(p. 163) Although [high yield] . . . bonds eventually became known as a favored tool for leveraged–buyout specialists in the 1980s, Mike’s original goal was different. He wanted to provide access to capital for growing companies that needed financing to expand and create jobs. Most of these companies lacked the investment grade” bond ratings required before the big financial institutions would back them. Mike knew that non-investment-grade (a k a “junk”) companies create virtually all new jobs, and he believed that helping these companies grow strengthened the American economy and created good jobs for American workers.
It was by studying credit history at Berkeley in the 1960s that Mike developed his first great insight. He found that while there could be significant risk in any one high-yield bond, a carefully constructed portfolio of these assets produced a consistently better return over the long run than supposedly “safe” investment-grade debt. This was proved during the two decades of the 1970s and ’80s when returns on high-yield bonds topped all other asset classes. Mike saw a great opportunity when he realized that the perception of default risk far exceeded the reality. In fact, these bonds had a surprisingly low-risk profile when adjusted for the potential returns.
After twenty years of superior gains, the high-yield bond market finally fell in 1990. Actually, it didn’t fall–it was pushed by unwise government regulation that forced institutions to sell their bonds.
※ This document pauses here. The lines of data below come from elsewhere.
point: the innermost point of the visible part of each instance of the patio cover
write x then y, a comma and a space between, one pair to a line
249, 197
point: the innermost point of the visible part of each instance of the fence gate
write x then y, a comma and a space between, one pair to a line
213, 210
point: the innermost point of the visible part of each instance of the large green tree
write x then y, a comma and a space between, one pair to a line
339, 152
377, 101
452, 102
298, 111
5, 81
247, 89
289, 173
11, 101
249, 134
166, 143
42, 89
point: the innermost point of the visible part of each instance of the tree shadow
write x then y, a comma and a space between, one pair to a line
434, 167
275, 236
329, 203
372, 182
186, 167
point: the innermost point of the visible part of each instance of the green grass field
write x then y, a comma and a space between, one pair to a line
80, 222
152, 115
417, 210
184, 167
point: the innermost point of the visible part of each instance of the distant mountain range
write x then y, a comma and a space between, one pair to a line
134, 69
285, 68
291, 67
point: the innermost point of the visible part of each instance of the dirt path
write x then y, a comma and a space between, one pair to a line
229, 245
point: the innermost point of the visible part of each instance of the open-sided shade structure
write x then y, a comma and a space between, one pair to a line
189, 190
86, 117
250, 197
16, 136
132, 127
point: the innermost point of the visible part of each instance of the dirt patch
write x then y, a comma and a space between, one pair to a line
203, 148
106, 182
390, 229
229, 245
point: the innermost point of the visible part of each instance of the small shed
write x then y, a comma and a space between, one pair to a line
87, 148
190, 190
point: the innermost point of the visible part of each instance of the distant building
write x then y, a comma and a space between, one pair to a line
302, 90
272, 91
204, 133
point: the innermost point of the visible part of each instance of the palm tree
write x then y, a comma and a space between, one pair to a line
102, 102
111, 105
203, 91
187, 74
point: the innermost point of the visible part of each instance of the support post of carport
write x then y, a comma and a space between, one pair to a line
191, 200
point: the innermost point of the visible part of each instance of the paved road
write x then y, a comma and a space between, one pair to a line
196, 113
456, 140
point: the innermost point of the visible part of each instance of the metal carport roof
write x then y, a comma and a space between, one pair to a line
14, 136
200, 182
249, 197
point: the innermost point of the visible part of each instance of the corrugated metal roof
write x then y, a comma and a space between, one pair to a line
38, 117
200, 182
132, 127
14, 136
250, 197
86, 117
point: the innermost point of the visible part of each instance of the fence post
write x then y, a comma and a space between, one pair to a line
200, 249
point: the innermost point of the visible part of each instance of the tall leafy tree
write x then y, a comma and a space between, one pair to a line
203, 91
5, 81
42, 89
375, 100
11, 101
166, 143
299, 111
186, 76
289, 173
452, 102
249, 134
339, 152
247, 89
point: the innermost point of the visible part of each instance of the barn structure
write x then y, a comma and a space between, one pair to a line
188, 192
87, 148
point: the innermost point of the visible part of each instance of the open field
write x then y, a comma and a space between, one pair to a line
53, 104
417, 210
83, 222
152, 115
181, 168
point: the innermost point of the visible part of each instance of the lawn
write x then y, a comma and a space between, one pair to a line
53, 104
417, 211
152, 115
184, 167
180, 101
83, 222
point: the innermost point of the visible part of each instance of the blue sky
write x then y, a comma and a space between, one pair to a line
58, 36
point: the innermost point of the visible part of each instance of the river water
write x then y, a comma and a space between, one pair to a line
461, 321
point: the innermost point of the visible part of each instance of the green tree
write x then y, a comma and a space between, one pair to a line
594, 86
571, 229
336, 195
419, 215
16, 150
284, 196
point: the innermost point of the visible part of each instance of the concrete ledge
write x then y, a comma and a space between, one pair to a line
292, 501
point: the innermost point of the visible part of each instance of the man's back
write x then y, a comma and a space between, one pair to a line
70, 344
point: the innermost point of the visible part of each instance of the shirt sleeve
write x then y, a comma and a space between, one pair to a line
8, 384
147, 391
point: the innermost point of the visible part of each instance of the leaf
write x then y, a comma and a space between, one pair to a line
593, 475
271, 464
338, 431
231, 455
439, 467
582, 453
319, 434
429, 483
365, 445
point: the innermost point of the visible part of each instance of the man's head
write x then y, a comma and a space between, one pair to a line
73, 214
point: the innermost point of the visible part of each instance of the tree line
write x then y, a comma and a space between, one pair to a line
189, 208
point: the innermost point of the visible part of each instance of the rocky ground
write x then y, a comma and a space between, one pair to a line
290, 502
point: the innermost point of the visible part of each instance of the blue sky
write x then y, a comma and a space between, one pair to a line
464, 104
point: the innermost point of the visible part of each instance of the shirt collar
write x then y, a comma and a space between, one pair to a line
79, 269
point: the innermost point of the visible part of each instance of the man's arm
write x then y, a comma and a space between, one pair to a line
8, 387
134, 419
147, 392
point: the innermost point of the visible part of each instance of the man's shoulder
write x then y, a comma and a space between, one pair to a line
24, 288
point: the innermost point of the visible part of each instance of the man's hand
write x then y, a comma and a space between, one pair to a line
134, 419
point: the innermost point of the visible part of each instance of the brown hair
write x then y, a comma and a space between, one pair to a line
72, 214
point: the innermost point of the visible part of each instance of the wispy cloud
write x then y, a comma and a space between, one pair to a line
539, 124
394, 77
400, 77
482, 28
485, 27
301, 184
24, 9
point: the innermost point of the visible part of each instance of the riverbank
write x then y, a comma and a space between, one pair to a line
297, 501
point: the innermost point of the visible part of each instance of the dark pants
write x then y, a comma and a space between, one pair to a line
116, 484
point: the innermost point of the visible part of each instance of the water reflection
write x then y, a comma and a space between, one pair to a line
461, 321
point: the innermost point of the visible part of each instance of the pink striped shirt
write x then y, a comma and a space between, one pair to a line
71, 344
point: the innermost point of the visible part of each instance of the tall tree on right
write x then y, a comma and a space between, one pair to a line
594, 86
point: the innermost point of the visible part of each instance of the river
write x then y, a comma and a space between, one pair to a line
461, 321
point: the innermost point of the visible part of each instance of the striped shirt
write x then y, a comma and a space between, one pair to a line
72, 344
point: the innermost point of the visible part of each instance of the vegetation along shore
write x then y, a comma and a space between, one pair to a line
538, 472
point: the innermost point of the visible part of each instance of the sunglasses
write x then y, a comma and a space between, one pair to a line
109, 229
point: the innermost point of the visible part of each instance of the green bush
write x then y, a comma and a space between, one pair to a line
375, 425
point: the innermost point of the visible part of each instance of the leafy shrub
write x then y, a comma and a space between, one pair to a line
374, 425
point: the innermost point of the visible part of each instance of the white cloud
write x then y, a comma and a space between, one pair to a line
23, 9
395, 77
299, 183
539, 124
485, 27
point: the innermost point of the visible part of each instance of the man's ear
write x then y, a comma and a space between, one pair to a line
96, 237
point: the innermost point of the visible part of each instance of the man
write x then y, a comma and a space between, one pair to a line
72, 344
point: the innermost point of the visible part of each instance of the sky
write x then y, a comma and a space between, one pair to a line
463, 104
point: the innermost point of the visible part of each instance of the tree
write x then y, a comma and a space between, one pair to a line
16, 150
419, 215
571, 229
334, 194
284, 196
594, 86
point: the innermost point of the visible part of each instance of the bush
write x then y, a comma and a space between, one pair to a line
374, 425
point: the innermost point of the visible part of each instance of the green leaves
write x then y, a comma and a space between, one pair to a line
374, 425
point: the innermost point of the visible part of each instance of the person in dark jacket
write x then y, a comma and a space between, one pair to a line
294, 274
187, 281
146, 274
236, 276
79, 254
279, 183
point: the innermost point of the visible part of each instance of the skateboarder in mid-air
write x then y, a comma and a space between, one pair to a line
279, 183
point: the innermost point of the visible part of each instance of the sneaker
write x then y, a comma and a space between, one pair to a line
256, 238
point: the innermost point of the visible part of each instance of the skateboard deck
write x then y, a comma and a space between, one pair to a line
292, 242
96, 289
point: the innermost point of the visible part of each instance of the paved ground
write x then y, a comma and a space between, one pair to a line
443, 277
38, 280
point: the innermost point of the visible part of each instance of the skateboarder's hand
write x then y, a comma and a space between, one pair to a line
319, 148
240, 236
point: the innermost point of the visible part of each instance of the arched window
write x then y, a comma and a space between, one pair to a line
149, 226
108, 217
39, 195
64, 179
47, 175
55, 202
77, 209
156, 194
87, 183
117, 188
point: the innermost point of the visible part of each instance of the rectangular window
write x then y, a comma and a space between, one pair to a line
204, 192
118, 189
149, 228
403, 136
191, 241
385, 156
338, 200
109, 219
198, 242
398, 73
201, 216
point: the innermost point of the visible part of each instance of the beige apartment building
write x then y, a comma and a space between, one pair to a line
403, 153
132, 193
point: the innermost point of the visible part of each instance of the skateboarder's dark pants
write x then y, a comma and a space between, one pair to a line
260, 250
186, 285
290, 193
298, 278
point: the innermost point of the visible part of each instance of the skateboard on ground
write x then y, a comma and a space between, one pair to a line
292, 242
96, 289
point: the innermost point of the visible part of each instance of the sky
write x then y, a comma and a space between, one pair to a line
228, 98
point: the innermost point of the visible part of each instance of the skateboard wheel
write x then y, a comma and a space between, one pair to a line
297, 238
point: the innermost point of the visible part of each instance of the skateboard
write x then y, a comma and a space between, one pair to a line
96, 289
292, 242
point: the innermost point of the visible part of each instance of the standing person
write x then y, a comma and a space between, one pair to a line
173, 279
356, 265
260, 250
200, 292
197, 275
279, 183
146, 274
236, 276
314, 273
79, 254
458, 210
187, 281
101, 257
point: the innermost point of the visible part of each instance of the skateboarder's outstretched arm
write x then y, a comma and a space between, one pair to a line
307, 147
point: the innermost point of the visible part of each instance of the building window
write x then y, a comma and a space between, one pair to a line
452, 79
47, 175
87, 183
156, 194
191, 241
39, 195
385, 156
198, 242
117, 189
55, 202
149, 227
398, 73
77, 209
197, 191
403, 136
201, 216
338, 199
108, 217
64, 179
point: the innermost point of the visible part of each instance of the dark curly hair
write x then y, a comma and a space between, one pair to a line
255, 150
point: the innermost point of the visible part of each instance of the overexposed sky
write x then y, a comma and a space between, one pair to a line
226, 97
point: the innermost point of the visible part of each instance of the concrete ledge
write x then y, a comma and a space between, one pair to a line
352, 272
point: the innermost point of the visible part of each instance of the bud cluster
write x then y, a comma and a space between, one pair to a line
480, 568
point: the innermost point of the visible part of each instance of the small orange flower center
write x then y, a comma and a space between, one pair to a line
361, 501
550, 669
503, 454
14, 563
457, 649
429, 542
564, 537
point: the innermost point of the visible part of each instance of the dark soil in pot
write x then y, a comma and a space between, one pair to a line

The dip only lasted a year, however, with the market roaring back 46 percent in 1991.
Mike’s competitors–Goldman Sachs, Morgan Stanley, and Credit Suisse First Boston, the old oligopolies of the syndication (p. 164) business–labeled them “junk bonds” to disparage Mike’s brainchild. He was not a member of their white-shoe club and they were not going to take his act lying down.
Wyly, Sam. 1,000 Dollars and an Idea: Entrepreneur to Billionaire. New York: Newmarket Press, 2008.